11. Les frais de gestion de l'État

L'État prélève des frais de gestion sur chaque composante de la taxe foncière, conformément à l'article 1641 du CGI. Ces frais rémunèrent le service d'assiette et de recouvrement assuré par la DGFiP pour le compte des collectivités locales.

  • 3 % sur la TFB : frais d'assiette, de recouvrement et de dégrèvement. Prélevés sur la cotisation brute de TFB (commune + EPCI + taxes annexes).
  • 8 % sur la TEOM : frais plus élevés car la TEOM fait l'objet de réclamations plus nombreuses et d'un traitement administratif spécifique.

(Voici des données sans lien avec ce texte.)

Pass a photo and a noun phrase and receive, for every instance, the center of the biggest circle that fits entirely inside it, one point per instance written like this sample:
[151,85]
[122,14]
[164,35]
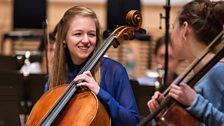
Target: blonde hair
[60,67]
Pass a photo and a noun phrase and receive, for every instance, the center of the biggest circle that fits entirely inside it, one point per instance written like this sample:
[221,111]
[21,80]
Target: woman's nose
[85,38]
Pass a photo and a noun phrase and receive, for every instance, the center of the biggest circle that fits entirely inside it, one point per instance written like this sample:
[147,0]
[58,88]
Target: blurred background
[21,32]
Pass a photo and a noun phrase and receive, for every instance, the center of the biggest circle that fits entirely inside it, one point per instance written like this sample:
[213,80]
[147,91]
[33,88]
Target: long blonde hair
[60,67]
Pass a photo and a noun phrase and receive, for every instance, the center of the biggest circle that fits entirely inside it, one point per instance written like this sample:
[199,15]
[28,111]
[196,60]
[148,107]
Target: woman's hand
[182,93]
[155,101]
[88,81]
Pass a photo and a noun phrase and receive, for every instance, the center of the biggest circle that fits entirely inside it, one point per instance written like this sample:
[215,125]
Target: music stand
[9,114]
[142,94]
[34,88]
[14,80]
[8,63]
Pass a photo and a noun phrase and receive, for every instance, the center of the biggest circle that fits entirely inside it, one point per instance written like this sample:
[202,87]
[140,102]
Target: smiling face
[81,38]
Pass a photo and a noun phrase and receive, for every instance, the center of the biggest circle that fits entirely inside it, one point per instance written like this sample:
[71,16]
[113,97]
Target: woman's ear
[185,30]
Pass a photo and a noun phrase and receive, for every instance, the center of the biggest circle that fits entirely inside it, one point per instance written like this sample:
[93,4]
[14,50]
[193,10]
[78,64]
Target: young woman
[77,38]
[197,25]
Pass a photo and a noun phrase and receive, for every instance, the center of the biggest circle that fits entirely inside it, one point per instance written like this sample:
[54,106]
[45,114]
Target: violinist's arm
[208,105]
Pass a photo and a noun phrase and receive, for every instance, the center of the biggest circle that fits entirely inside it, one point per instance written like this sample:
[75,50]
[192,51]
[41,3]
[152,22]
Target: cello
[54,107]
[170,110]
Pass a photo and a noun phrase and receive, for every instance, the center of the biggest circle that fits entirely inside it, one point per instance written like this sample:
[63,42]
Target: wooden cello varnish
[84,109]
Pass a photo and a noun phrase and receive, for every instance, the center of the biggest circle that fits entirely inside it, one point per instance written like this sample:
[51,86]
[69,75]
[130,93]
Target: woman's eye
[77,34]
[92,34]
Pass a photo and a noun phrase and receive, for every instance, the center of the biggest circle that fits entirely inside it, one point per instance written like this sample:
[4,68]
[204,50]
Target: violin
[69,105]
[170,112]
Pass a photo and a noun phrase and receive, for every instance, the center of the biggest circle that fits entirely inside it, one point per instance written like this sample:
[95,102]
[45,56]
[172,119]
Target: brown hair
[60,67]
[205,17]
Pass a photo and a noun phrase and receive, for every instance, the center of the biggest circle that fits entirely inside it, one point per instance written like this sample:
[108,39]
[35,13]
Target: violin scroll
[134,18]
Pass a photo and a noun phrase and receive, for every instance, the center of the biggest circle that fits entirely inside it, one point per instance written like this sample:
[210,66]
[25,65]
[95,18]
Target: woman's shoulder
[110,62]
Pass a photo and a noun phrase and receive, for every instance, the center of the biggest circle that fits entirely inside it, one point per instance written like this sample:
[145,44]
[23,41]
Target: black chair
[142,93]
[28,17]
[15,81]
[10,63]
[9,114]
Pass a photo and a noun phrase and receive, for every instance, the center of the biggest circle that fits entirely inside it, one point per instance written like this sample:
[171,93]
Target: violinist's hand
[88,81]
[182,93]
[155,101]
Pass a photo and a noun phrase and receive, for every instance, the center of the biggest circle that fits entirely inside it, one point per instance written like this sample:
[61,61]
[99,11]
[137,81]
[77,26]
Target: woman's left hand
[182,93]
[88,81]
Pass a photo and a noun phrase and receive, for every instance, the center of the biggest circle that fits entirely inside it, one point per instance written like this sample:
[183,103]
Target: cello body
[84,109]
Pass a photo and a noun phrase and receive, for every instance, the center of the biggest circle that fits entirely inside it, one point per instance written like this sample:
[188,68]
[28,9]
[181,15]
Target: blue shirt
[115,92]
[209,103]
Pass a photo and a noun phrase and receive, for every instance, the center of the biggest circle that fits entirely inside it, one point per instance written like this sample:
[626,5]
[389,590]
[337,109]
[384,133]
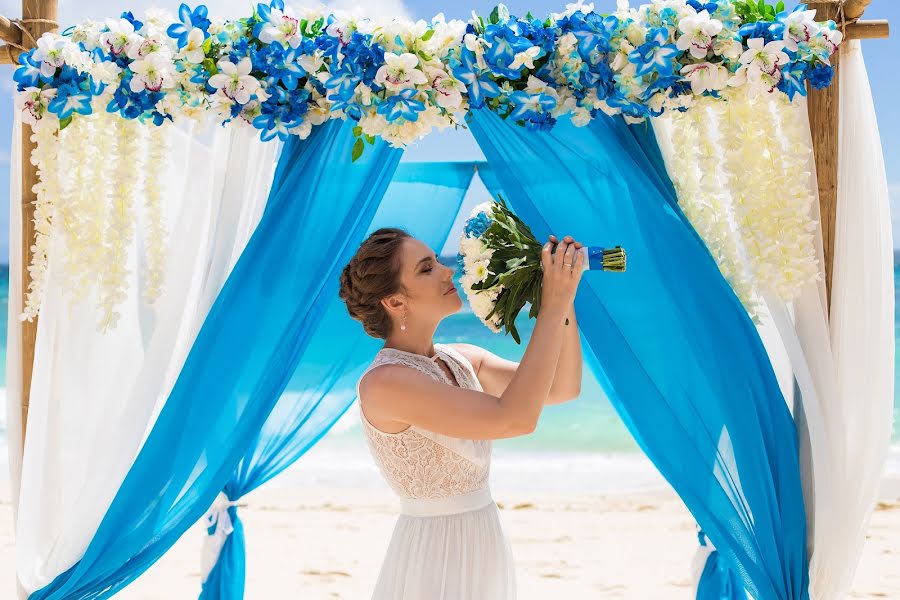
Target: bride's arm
[494,373]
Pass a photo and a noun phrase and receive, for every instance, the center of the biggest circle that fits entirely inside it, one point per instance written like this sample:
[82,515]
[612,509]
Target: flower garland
[772,212]
[283,71]
[156,232]
[120,222]
[698,179]
[741,171]
[45,157]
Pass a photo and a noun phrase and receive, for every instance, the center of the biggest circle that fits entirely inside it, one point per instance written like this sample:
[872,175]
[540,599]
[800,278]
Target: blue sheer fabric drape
[424,199]
[245,353]
[678,356]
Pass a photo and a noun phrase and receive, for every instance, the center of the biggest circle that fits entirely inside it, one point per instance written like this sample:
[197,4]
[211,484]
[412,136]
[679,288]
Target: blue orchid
[401,106]
[530,106]
[505,44]
[289,71]
[709,7]
[344,100]
[196,19]
[29,72]
[593,32]
[655,54]
[128,16]
[478,224]
[769,32]
[477,86]
[66,102]
[793,79]
[820,76]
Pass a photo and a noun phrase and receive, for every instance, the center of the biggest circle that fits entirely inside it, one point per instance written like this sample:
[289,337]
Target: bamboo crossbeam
[868,30]
[9,33]
[854,9]
[9,55]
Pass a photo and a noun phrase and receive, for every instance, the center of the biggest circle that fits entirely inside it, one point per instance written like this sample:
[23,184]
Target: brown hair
[372,274]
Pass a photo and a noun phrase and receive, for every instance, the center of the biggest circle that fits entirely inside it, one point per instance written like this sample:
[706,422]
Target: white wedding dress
[448,543]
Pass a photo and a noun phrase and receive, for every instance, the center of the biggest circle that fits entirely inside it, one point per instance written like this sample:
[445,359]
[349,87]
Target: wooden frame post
[824,110]
[38,17]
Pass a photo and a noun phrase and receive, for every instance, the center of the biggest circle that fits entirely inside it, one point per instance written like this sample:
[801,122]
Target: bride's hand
[563,268]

Ces frais apparaissent sur l'avis d'imposition sous la mention "frais de gestion de la fiscalité directe locale". Ils s'ajoutent aux cotisations et portent le montant total à payer.

En résumé, le montant total figurant sur votre avis est : Total = (Cotisation TFB x 1,03) + (Cotisation TEOM x 1,08). Les frais de gestion ne sont pas négociables et s'appliquent uniformément à tous les contribuables.